To learn more about differences between Core and Community connectors, see the Community and Core Connectors page.

This source enables reading from a localized file source, such as a JSONlines or Parquet file. It also supports file (de)compression.

The resulting messages can be produced in "replay" mode, where the time between record producing is matched as close as possible to the original. (per topic partition only).

The File Source connector is generally intended to be used alongside the related File Sink (in terms of expected file and data formatting).

How To Use

To use a File Source, you need to create an instance of FileSource and pass it to the app.dataframe() method.

One important thing to note is that you should in general point to a single topic folder (rather than a root folder with many topics) otherwise topic partitions may not line up correctly.

For the full description of expected parameters, see the File Source API page.

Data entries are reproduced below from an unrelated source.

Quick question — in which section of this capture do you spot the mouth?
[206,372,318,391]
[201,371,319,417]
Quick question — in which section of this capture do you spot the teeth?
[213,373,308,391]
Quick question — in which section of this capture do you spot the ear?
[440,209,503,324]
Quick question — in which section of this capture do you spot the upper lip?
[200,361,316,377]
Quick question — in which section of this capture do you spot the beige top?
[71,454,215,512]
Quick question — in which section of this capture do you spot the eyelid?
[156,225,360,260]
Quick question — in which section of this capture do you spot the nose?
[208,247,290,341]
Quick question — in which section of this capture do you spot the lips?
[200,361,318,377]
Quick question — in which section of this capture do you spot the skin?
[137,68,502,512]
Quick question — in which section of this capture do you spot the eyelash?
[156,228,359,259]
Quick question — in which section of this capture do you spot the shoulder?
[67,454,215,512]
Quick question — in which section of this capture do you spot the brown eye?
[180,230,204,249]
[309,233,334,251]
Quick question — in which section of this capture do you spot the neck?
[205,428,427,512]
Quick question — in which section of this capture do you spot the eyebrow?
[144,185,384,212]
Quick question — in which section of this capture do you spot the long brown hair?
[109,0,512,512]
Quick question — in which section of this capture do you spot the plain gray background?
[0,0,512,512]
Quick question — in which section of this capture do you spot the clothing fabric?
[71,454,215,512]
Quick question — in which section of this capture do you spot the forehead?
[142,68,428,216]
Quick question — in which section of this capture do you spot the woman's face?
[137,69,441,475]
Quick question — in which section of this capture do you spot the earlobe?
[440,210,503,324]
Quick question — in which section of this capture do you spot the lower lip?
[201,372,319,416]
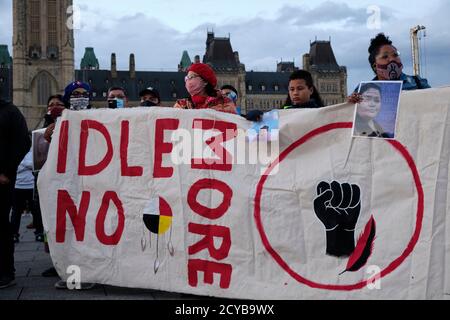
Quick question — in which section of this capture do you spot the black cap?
[139,87,161,102]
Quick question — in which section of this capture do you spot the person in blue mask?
[108,87,128,109]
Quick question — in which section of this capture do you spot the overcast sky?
[0,0,450,90]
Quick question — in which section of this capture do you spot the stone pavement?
[0,215,201,300]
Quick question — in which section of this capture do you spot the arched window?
[36,72,53,106]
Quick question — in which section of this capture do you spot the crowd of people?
[0,34,430,289]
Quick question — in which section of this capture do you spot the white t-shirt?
[16,150,34,189]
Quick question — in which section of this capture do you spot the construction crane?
[410,25,426,76]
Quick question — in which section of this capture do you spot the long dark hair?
[368,33,392,74]
[284,70,325,108]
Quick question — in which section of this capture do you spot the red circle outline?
[254,122,424,291]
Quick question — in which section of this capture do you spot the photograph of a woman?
[353,81,402,139]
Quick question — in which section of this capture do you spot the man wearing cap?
[44,81,91,142]
[139,87,161,107]
[107,87,129,109]
[174,63,236,114]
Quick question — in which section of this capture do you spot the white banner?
[39,88,450,299]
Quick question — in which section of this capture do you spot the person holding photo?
[355,83,393,138]
[348,33,431,103]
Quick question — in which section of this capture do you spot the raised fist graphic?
[314,181,361,257]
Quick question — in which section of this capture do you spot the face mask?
[141,100,157,107]
[114,98,125,109]
[186,77,206,97]
[227,91,237,103]
[70,98,89,111]
[377,61,403,80]
[49,107,64,120]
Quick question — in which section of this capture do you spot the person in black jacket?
[245,70,324,122]
[283,70,324,109]
[0,100,31,289]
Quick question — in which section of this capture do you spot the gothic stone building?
[76,32,347,113]
[13,0,74,128]
[0,0,347,129]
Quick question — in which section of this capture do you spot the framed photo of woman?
[353,81,403,139]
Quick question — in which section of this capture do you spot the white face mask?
[70,98,89,111]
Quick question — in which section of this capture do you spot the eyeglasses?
[376,51,400,60]
[184,74,200,82]
[47,102,64,107]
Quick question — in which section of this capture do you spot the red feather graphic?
[340,216,376,275]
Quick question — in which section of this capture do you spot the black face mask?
[141,100,158,107]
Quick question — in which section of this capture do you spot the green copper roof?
[0,44,12,67]
[180,50,192,69]
[81,48,100,70]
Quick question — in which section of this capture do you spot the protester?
[246,70,324,122]
[42,86,96,290]
[355,83,393,138]
[11,150,36,243]
[108,87,129,109]
[283,70,324,109]
[220,84,242,115]
[0,100,31,289]
[348,33,431,103]
[44,81,91,142]
[174,63,236,114]
[139,87,161,107]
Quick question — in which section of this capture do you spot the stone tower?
[13,0,75,129]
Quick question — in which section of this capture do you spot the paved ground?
[0,215,199,300]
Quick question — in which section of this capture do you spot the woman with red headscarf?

from quixstreams import Application
from quixstreams.sources.community.file import FileSource

app = Application(broker_address="localhost:9092")
source = FileSource(
    filepath="/path/to/my/topic_folder",
    file_format="json",
    file_compression="gzip",
    as_replay=True
)
sdf = app.dataframe(source=source).print(metadata=True)

if __name__ == "__main__":
    app.run()

File hierarchy/structure

The File Source expects a folder structure like so:

    my_sinked_topics/
    ├── topic_a/          # topic name (use this path to File Source!)
    │   ├── 0/            # topic partition number
    │   │   ├── 0000.ext  # formatted offset files (ex: JSON)
    │   │   └── 0011.ext
    │   └── 1/
    │       ├── 0003.ext
    │       └── 0016.ext
    └── topic_b/
        └── etc...

This is the default structure generated by the File Sink.

File data format/schema

The expected data schema is largely dependent on the file format chosen.

For easiest use with the File Sink, you can follow these patterns:

  • for row-based formats (like JSON), the expected data should have records with the following fields, where value is the entirety of the message value, ideally as a JSON-deserializable item:
  • _key
  • _value
  • _timestamp

  • for columnar formats (like Parquet), they do not expect an explicit value field; instead all columns should be included individually while including _key and _timestamp:

  • _key
  • _timestamp
  • field_a
  • field_b...

etc...

Topic

The default topic will have a partition count that reflects the partition count found within the provided topic's folder structure.